I did the bare minimum amount of homework (i.e. enough to not get a detention) and absolutely no study in years 7-10 - Apart from coming equal first in music one year my grades were average at best. Over the summer holidays between year 10 and 11 I developed a passion for physics and realised that if I wanted to study it at uni I really needed to pull my shit together. So I did.

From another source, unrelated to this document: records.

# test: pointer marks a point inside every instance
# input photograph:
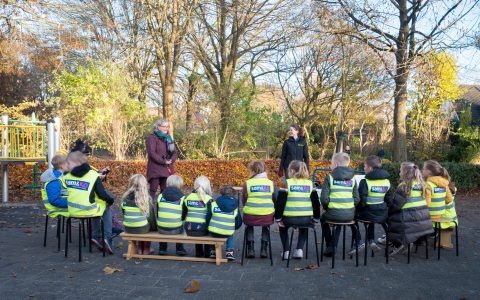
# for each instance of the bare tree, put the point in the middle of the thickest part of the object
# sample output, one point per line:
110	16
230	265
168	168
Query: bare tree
404	28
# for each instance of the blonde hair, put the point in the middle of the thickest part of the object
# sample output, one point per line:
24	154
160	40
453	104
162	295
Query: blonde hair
77	157
409	172
138	185
341	159
203	188
58	160
256	167
175	181
298	169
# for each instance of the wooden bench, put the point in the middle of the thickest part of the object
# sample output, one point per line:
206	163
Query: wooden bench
178	238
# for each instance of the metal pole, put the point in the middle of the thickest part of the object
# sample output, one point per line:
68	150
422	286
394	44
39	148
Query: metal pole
57	133
5	166
51	141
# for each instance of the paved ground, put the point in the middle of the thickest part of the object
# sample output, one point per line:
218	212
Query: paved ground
30	271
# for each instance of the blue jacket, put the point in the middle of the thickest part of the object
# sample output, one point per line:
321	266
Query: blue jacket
226	204
54	188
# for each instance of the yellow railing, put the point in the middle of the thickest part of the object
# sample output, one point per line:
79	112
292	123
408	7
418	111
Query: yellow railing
23	142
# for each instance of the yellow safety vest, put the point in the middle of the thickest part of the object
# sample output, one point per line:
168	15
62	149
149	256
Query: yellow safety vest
415	198
341	194
298	198
54	211
437	204
196	209
450	213
169	213
377	189
133	216
259	200
222	222
79	190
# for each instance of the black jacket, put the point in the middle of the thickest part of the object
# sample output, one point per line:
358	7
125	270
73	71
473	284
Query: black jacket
98	187
281	201
294	150
407	225
377	212
339	215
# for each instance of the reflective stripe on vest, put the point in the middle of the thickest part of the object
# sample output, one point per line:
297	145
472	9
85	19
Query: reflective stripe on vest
79	190
298	198
341	194
259	200
415	198
222	222
51	209
437	204
169	213
196	209
377	189
133	216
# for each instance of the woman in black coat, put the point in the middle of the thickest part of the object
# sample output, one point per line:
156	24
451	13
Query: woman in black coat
294	148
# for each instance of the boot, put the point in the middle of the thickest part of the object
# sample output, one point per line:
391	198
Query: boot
250	250
263	249
446	239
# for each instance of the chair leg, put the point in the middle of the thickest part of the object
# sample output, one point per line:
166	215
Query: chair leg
321	245
456	236
439	239
45	233
366	246
83	233
58	232
66	237
270	247
244	243
316	245
290	247
306	246
80	240
408	256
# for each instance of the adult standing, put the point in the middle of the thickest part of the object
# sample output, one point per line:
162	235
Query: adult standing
294	148
161	155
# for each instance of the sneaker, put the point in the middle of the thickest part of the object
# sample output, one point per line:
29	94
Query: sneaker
298	254
229	255
396	250
374	246
382	240
353	250
181	251
108	246
97	244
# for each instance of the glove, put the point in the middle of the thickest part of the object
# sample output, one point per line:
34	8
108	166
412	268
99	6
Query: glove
280	172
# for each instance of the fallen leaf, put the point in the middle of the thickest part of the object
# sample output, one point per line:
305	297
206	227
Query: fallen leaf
195	287
110	270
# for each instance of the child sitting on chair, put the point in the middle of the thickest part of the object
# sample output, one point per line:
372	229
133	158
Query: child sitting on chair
54	190
223	219
375	195
138	213
170	214
298	205
339	197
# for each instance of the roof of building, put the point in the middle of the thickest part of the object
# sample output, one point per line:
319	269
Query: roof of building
471	94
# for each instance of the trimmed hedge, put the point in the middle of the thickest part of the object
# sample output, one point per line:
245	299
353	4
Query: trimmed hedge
220	172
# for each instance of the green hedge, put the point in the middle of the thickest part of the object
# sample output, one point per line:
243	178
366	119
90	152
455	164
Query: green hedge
465	175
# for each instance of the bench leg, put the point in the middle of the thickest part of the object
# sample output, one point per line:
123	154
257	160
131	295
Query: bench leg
132	249
218	254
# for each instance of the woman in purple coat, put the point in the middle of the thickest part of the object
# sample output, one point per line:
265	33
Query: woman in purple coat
161	155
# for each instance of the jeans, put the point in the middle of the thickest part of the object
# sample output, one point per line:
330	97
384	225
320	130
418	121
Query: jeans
107	226
250	231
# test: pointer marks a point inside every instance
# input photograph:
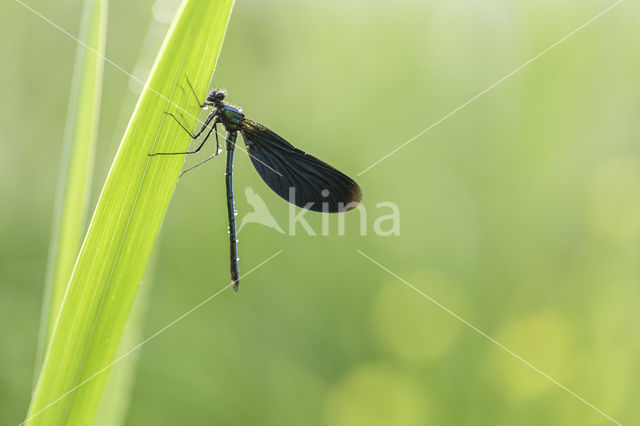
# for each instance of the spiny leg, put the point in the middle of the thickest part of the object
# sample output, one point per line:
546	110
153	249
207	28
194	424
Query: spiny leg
211	117
194	93
214	128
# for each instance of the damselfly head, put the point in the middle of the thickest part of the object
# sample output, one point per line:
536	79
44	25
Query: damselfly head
216	96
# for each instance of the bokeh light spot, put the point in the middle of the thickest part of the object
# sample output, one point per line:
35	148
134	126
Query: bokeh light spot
376	395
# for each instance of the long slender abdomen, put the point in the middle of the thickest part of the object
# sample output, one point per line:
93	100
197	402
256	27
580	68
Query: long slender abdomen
233	239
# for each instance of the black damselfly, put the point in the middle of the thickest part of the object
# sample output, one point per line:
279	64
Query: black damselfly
294	175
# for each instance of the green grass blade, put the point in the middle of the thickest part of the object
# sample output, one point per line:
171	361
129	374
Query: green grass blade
126	221
77	165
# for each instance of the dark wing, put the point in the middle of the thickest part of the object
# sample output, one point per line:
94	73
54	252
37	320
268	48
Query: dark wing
296	176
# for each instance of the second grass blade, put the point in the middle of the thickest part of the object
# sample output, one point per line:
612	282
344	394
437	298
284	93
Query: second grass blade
125	223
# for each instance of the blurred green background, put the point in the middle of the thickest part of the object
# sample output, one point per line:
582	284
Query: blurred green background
520	213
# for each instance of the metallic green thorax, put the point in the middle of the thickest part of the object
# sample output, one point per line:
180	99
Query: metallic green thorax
231	117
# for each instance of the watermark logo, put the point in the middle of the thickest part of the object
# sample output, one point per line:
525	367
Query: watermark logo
260	213
386	218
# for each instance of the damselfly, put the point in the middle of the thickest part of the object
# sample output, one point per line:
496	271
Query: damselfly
294	175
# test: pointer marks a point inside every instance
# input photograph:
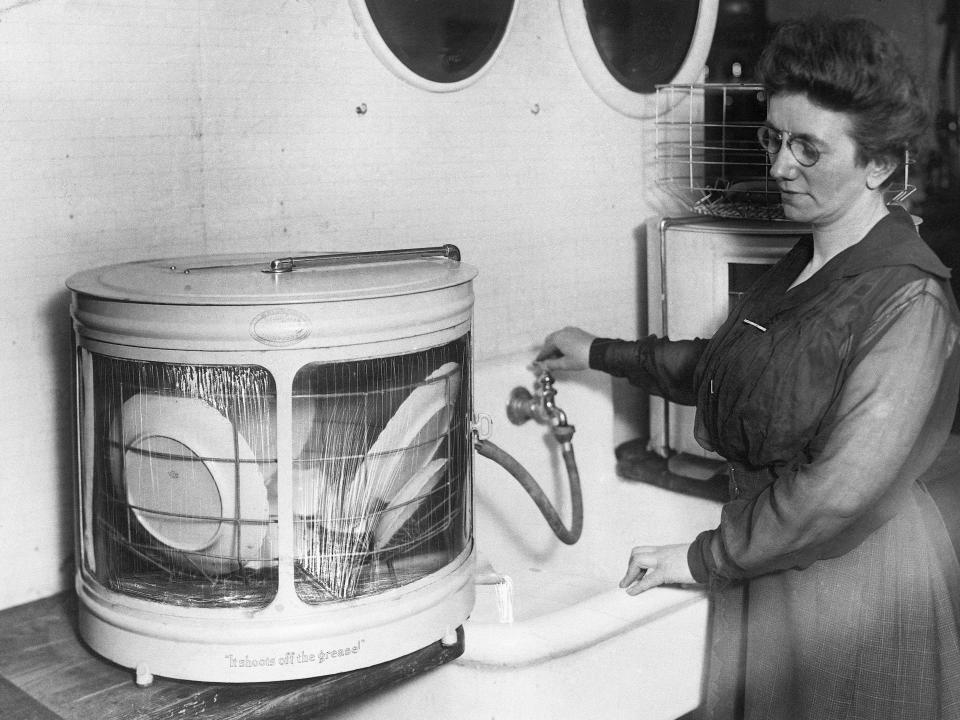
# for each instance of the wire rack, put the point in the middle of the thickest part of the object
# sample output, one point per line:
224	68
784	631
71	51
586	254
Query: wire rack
708	156
342	549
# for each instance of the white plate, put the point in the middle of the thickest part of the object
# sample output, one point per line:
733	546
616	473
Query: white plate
188	480
411	437
406	502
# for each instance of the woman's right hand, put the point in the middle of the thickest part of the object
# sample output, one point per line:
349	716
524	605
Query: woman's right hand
566	349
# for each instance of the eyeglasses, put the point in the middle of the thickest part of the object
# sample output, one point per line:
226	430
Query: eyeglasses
772	141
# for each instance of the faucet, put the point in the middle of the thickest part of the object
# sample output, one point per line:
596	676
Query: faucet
539	405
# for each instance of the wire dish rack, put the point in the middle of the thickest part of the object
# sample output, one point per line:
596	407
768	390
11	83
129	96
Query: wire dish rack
708	156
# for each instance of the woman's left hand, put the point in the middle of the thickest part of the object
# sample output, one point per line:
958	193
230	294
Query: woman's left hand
652	565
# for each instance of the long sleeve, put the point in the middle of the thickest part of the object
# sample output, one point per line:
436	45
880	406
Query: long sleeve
661	366
892	416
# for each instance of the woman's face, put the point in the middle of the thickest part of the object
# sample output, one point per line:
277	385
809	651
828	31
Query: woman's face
836	184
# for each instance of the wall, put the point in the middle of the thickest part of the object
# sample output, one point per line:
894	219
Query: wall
144	128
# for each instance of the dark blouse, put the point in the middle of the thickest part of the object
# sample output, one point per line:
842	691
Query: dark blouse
826	387
830	400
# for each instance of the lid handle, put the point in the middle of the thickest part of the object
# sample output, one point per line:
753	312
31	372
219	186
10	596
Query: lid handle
288	264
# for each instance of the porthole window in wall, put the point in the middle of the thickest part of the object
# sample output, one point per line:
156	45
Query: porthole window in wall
439	45
625	48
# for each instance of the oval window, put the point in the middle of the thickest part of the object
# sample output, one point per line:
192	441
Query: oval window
625	48
437	44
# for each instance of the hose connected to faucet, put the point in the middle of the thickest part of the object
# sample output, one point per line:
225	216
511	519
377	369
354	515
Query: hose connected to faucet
540	406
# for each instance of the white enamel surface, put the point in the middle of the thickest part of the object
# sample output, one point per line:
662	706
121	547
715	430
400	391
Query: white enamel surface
578	646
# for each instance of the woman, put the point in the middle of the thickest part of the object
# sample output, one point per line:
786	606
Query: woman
830	390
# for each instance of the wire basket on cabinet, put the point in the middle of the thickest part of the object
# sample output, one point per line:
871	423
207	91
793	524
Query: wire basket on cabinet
708	155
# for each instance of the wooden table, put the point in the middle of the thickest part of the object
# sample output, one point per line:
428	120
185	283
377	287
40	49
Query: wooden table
47	673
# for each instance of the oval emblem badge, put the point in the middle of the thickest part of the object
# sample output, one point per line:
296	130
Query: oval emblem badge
280	327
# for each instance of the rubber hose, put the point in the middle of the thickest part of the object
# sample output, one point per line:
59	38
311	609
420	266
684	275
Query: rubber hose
500	456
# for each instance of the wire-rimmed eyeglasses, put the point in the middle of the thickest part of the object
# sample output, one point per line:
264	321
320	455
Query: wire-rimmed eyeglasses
772	140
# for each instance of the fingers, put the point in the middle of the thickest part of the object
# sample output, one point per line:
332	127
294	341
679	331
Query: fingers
565	349
650	566
641	572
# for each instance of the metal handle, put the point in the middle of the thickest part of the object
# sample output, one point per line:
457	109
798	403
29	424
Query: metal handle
288	264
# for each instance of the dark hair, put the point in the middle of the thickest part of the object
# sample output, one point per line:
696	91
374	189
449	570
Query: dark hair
849	65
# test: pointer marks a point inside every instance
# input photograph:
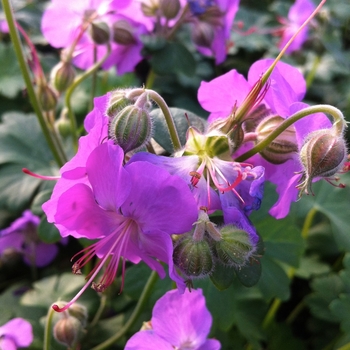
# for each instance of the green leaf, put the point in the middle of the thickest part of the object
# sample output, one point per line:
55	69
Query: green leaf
311	266
22	145
173	58
58	287
334	203
222	276
341	311
249	275
325	290
274	282
11	78
282	239
161	133
47	232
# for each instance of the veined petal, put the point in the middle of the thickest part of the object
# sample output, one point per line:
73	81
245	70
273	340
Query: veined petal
110	181
287	85
182	318
158	200
217	98
147	340
79	213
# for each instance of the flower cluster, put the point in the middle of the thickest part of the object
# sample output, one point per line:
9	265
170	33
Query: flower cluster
88	30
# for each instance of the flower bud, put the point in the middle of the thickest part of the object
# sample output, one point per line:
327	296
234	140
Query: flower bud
283	147
123	33
99	32
150	7
235	247
67	331
131	128
117	102
47	97
322	155
170	8
203	34
79	312
62	76
193	258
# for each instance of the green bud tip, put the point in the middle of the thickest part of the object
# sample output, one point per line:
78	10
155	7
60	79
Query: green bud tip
322	155
193	258
131	128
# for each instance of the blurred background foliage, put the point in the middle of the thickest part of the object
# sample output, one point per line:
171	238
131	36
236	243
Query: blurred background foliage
302	300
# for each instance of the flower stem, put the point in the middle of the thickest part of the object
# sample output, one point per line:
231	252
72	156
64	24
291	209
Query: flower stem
48	329
339	124
134	316
166	112
28	81
77	81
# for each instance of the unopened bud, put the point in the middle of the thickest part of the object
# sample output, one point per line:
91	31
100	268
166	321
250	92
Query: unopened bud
193	258
235	247
123	33
62	76
150	7
79	312
67	331
47	97
322	155
283	147
131	128
117	102
170	8
99	32
203	34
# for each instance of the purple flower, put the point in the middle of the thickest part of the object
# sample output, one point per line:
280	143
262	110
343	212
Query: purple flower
22	237
216	184
131	210
4	28
286	89
179	321
297	15
221	24
67	23
17	333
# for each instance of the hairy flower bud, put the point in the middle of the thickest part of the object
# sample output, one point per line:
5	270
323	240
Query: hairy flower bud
235	247
123	33
170	8
79	312
117	102
99	32
283	147
131	128
150	7
47	97
62	76
322	155
67	330
193	258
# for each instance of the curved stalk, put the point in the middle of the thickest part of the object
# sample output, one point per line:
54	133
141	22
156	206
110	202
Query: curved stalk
339	124
77	81
48	329
166	112
134	316
28	81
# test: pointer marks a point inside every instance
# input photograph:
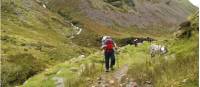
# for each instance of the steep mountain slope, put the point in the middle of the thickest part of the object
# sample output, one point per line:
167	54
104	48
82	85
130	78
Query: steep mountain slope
38	34
177	68
33	38
130	15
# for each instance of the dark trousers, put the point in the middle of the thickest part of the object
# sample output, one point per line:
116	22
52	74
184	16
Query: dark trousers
109	59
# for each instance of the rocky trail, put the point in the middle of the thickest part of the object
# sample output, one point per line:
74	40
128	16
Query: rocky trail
116	78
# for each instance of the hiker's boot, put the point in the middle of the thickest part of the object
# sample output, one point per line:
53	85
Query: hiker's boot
112	68
107	70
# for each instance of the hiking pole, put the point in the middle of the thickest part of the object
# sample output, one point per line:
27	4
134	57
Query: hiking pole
102	65
117	59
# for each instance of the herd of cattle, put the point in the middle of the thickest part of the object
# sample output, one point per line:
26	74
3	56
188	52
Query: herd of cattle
154	49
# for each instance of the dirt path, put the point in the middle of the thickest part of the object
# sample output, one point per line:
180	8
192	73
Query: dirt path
116	78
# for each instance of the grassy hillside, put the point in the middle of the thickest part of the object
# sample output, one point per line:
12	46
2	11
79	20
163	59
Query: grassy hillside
36	35
179	67
33	38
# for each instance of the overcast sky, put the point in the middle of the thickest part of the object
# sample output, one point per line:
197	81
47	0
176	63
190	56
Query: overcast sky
195	2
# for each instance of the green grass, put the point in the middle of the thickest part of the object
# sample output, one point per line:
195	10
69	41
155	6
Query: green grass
35	35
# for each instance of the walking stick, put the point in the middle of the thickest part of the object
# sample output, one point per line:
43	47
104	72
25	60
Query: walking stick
117	59
102	65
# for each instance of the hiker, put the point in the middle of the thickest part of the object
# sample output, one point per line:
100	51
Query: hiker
157	49
135	42
109	46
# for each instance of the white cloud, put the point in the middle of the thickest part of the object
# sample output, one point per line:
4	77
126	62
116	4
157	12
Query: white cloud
195	2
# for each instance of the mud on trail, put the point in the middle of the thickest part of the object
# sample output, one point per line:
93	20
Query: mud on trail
115	78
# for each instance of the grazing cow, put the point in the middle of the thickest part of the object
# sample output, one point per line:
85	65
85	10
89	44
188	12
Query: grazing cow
157	49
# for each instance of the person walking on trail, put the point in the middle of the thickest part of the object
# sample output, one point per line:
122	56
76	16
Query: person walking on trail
109	47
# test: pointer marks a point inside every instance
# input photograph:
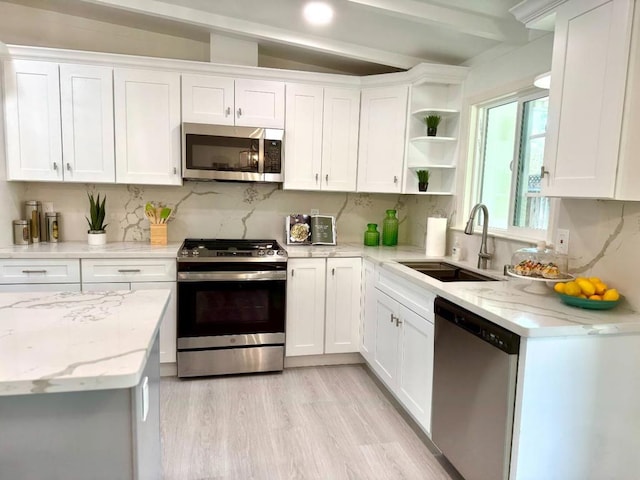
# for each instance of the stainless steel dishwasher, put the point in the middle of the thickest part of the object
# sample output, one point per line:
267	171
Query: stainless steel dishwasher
474	384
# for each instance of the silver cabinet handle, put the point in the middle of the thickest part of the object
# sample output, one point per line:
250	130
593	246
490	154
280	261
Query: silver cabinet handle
543	172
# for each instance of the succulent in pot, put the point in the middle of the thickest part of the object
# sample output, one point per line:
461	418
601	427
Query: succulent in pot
423	180
97	212
432	122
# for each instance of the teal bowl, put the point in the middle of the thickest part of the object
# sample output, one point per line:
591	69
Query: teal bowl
589	304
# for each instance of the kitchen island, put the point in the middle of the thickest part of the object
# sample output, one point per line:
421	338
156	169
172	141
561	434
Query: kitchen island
79	375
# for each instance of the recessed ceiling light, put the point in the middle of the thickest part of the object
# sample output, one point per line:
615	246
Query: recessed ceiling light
318	13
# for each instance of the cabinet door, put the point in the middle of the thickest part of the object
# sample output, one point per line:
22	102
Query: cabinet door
342	315
368	314
86	102
385	355
340	139
259	103
415	372
382	137
147	119
303	142
305	307
589	70
207	99
168	328
32	109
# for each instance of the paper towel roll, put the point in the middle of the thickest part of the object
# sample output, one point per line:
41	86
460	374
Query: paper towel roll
436	236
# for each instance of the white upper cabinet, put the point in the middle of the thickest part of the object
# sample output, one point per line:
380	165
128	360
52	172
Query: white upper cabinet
383	118
59	122
208	99
224	101
147	126
86	101
321	146
33	125
587	99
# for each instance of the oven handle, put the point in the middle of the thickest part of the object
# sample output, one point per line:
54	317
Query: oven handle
231	276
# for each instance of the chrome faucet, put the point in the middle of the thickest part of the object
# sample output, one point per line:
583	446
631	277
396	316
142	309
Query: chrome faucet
483	255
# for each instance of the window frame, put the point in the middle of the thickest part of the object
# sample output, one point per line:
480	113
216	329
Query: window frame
475	163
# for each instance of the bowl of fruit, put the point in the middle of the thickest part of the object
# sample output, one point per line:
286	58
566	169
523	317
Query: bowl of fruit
591	293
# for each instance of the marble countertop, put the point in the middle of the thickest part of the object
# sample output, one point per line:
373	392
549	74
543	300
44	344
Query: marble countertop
67	342
83	250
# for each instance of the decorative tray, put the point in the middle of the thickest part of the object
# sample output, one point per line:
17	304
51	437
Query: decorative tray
588	304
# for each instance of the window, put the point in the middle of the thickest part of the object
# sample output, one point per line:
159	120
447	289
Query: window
510	148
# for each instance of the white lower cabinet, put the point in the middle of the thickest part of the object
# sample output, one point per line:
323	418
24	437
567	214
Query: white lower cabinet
397	343
139	274
323	306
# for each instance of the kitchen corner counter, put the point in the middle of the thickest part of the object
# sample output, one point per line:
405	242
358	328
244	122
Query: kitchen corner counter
73	342
83	250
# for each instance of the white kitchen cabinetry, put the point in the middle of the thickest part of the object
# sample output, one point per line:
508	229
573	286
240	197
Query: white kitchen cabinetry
139	274
383	117
34	275
437	154
402	343
147	127
59	121
225	101
593	93
323	306
321	147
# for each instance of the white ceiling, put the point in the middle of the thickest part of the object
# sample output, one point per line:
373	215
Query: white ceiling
367	36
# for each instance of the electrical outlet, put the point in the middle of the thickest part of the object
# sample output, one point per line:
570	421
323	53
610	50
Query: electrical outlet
562	245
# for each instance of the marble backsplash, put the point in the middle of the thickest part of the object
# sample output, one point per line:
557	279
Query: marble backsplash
231	210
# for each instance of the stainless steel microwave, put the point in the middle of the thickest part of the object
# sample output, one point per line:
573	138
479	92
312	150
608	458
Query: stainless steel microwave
220	152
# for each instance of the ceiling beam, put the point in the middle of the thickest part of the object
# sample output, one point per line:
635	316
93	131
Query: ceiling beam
476	24
252	30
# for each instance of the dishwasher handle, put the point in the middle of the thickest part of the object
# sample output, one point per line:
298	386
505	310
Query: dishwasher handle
480	327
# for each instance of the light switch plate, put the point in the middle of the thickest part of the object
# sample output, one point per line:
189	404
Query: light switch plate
562	245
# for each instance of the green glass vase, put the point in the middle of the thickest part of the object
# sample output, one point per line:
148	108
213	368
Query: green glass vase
372	235
390	229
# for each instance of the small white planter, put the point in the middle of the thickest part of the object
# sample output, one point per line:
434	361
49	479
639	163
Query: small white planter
97	238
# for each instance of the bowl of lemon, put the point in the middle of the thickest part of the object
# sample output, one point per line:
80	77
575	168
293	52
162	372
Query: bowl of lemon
591	293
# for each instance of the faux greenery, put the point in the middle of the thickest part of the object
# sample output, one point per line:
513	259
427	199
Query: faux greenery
97	213
423	176
432	121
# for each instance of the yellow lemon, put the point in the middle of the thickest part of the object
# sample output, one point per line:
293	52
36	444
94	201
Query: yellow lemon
572	288
559	287
611	295
601	287
586	287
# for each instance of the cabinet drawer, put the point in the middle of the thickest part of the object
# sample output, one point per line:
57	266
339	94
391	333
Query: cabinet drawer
125	270
32	271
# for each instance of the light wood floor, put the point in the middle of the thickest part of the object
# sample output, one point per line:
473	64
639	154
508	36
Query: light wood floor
306	423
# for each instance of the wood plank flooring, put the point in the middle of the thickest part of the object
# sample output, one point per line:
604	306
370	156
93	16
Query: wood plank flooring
305	423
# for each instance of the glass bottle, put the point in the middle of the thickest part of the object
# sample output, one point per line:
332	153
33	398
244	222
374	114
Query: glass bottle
390	229
372	235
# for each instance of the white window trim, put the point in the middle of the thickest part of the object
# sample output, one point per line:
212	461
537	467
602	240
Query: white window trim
470	184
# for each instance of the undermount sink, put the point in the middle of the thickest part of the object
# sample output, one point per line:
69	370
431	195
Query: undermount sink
446	272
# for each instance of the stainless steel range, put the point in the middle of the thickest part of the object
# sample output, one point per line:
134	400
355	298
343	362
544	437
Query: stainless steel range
231	306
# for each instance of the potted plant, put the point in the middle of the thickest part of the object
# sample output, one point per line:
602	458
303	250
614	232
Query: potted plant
432	122
96	234
423	180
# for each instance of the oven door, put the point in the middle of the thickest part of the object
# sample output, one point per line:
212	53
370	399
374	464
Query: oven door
247	304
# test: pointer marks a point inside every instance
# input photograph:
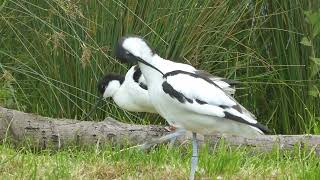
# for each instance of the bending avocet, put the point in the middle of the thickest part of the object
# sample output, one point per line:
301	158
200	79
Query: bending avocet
186	98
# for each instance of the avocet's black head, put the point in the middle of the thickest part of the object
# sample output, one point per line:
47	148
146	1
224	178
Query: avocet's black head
109	84
132	48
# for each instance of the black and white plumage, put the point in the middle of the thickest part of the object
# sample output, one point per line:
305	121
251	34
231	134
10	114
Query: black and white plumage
186	98
130	92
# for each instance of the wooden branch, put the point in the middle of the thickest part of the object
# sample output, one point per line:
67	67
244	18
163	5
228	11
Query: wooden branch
43	132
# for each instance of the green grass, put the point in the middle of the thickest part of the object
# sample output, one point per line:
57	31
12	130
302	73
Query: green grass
159	163
53	53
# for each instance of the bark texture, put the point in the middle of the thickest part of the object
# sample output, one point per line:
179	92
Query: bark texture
43	132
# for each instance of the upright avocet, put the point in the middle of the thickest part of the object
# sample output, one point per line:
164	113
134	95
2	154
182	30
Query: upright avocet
186	98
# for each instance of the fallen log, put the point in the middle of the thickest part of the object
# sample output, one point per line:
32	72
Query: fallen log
43	132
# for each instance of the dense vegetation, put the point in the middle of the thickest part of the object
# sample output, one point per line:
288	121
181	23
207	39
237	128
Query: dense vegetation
53	52
162	163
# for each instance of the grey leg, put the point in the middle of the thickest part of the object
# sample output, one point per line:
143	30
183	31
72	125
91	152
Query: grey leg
194	159
172	136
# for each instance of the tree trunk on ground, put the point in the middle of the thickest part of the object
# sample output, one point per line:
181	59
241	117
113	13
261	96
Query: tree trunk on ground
42	132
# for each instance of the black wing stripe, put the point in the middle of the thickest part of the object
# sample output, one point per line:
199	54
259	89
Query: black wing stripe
168	89
137	74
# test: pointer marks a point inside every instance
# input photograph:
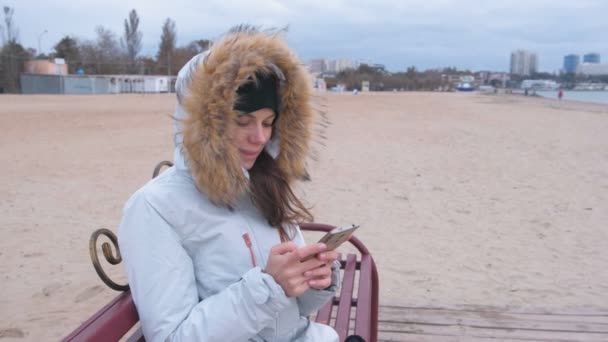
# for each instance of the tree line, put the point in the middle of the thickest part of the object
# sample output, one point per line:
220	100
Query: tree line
107	53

I started doing homework and revision and soon enough I was doing much, much better than before. After the half yearlies I was 5th in 3 unit maths, 19th in 2 unit, 4th in legal and 12th in Physics. It really didn't seem like I was doing a lot more work, but a little bit of study makes a lot of difference - especially when you're in the position I was in/you're in now. Then you gradually apply yourself more throughout the year and hopefully catch up to everyone else and go straight past them - I'm topping 3 subjects at the moment.
It's never too late to start applying yourself to school, although the earlier you do it, the better. Most importantly, there's no point changing if you're not going to enjoy it.
In regards to advice for specific subjects, this is what I've found worked for me:
Maths - Keep doing problems until you understand the concept. This was really hard at the start of year 11 (I'd paid no attention in year 10 whatsoever) because I didn't know much more than basic algebra and even then I wasn't confident in my ability. Get the basics down first (expanding/factorising, then move on to basic trig, calc etc.) and then move on to the more "advanced" topics - You're not going to be able to do locus & the parabola if you can't simplify algebraic expressions. Again WORK UNTIL YOU HAVE AN IN-DEPTH UNDERSTANDING OF THE TOPIC, whether it takes you 10 minutes or 10 days. As to how to get that understanding, I'm not sure, past papers/textbook exercises work for me but not for my friends. I'm sure Spiral can help you out there.
Physics & Chemistry - Personally I think you should be gaining an in-depth understanding of the entire course and even going further than what's required (for example, looking at the derivations of the formulas you learn rather than just accepting them as fact) but the way it's structured you could easily just rote learn the entire textbook and end up with a band 6 - I know that's what half my chem class did. (This would work for Bio as well probably; from what I understand the science courses are fairly similar although I have no experience with bio)
As for English I'm not the best source of information, but I'll try to help anyway. Memorise paragraphs rather than whole essays. By this I mean have a list of your quotes/techniques/effects and work out how you would fit them into an essay. You still go into the exam knowing what to write, but you're not screwed if the question doesn't fit what you've memorised.
tl;dr just apply yourself, you'd be surprised how easy it is once you get started.